Konsepsi Masyarakat Menurut Murtadha Muthahhari
Masyarakat dan sejarah adalah dua hal penting yang perlu dipahami untuk menganalisa dan menentukan sikap kita sebagai bagian dari masyarakat dan pelaku sejarah. Jika kita telisik lebih jauh. Sebagai agama yang komprehensif, maka Islam sudah tentu tidak hanya membahas individu saja, melainkan juga sebuah masyarakat yang merupakan kumpulan dari individu-individu beserta persoalan-persoalan yang muncul di dalamnya. Sejarah juga memiliki kedudukan penting. Bahkan di dalam al-Qur’an, banyak sekali ayat-ayat dalam bentuk cerita dan sejarah tertentu. Sejarah tentang Nabi Yusuf, Maryam dan Nabi Isa dan lain sebagainya.
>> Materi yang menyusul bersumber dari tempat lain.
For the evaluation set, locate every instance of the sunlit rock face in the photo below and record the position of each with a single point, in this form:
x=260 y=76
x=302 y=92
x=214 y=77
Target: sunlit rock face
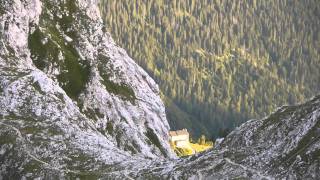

Al-Qur’an memang bukan buku sejarah, bukan pula hasil penelitian, apalagi diskursus keilmuan satu bidang, akan tetapi Islam merespon persoalan kemanusiaan yang muncul di masyarakat. Yang perlu kita pahami bahwa apa yang terjadi di masyarakat adalah fenomena, sementara pemaknaan atas fenomena tersebut membutuhkan pemahaman atau tafsiran tentang sejarah itu sendiri.
Murtadha Muthahhari lebih dari sekedar mengutip ayat untuk memahami masyarakat dan sejarah. Bagi Muthahhari, memahami hakikat dari sebuah masyarakat dan sejarah satu upaya mempertegas ideologi kita sebagai seorang muslim. Karena pemahaman kita tentang hakikat sesuatu itu (epistemologi) mempengaruhi apa yang kita yakini keberadaannya (ontologi) dan apa yang kita yakini tersebut sangat memengaruhi kita dalam menentukan apa yang boleh dan tidak boleh kita lakukan (aksiologi), sehingga tindakan tersebut menjadi tahapan penting utk mencapai tujuan yang telah dirumuskan saat kita sudah memahami hakikat kehidupan ini.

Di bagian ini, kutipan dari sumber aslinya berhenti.